Wir alle finden uns durch die Ausbreitung des Corona-Virus in einer Lage, wie wir sie noch nicht erlebt haben. Wir alle schränken unsere direkten Kontakte ein und versuchen mit den Veränderungen umzugehen und reagieren mit unterschiedlichen Strategien auf diese Krise. Ich möchte Sie in dieser schwierigen Zeit durch Informationen und Tipps unterstützen, den Alltag und die Beziehung zueinander stabil und tragfähig zu halten.
Ich versichere Ihnen, dass ich auf diese Weise an Sie alle denke, und mich mit Ihrer Situation solidarisch zeige und mir Ihre Herausforderungen bewusst sind.
Sie als Angehörige von Menschen, die zwar die allgemeine Bedrohung durch den Virus und die Angst und Verunsicherung sowie das Eingesperrt sein mit Ihnen spüren und teilen, aber die sich daraus ergebenden Konsequenzen nicht akzeptieren können, die angeordneten Maßnahmen nicht umsetzen, weil sie sie sich nicht merken können, weil die Fähigkeiten Situationen und Bedrohungen richtig zu beurteilen eingeschränkt sind, stehen unter besonderem Druck.
Die Verantwortung für die Betroffenen in der Isolation und die Alltagsbewältigung ohne Unterstützung durch andere Familienmitglieder, Freunde, Bekannte oder professionelle Dienste belasten Sie jetzt in besonderer Weise. Mit möglichen Folgen wie Stress und Aggressionen ist zu rechnen.

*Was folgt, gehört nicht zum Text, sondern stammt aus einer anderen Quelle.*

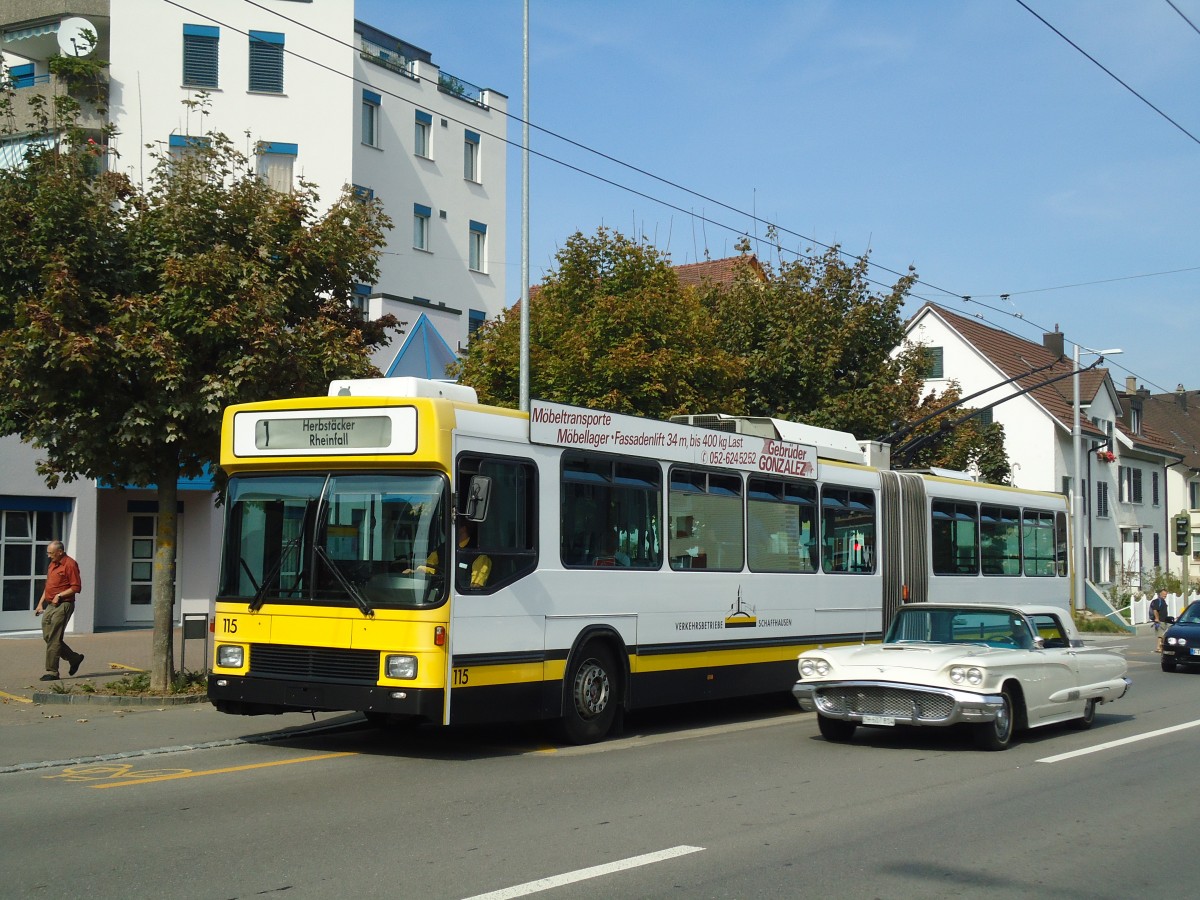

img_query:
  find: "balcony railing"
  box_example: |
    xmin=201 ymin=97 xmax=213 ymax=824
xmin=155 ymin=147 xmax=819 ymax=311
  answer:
xmin=359 ymin=35 xmax=420 ymax=80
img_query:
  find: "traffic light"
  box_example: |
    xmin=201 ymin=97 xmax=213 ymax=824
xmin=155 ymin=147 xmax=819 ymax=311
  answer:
xmin=1175 ymin=516 xmax=1192 ymax=557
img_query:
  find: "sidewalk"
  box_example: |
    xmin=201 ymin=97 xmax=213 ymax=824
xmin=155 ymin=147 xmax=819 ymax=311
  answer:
xmin=0 ymin=629 xmax=358 ymax=778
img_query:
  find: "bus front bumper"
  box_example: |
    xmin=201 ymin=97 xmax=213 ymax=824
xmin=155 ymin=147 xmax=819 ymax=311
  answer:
xmin=209 ymin=673 xmax=443 ymax=722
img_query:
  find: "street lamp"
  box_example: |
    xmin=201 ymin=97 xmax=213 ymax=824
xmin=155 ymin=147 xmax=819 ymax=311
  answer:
xmin=1070 ymin=343 xmax=1124 ymax=611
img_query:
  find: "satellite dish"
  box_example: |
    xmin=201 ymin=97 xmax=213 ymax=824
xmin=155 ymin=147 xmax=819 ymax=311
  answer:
xmin=59 ymin=16 xmax=100 ymax=56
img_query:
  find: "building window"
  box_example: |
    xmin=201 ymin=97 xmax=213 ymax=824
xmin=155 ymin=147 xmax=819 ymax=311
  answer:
xmin=413 ymin=203 xmax=433 ymax=251
xmin=167 ymin=134 xmax=209 ymax=160
xmin=362 ymin=90 xmax=383 ymax=146
xmin=925 ymin=347 xmax=946 ymax=378
xmin=467 ymin=222 xmax=487 ymax=272
xmin=8 ymin=62 xmax=35 ymax=90
xmin=413 ymin=109 xmax=433 ymax=160
xmin=0 ymin=508 xmax=66 ymax=630
xmin=462 ymin=131 xmax=479 ymax=181
xmin=250 ymin=31 xmax=283 ymax=94
xmin=467 ymin=310 xmax=487 ymax=341
xmin=258 ymin=140 xmax=299 ymax=193
xmin=184 ymin=25 xmax=221 ymax=89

Sie schlafen möglicherweise schlecht, sind erschöpft, mut- und kraftlos oder verzweifelt? Wie schaut es bei den Betroffenen aus? Nicht viel anders, aber ihnen fehlt Ihre Fähigkeit, Impulse zu unterdrücken, wie zum Beispiel einfach davon zu laufen. Auch können Betroffene oft nicht mehr wie früher sprechen und ihre Gefühle und Bedürfnisse mitteilen. Bei fortgeschrittener Demenz schränkt sich die Selbstkontrolle wie die Anpassungsfähigkeit zunehmend ein und die Erfüllung eines Bedürfnisses kann nicht aufgeschoben werden, es „muss sofort etwas passieren“. Dazu kommt, dass sich Menschen mit Demenz je nach Beeinträchtigung nicht in Ihre Lage hineinversetzen können, sie verstehen können.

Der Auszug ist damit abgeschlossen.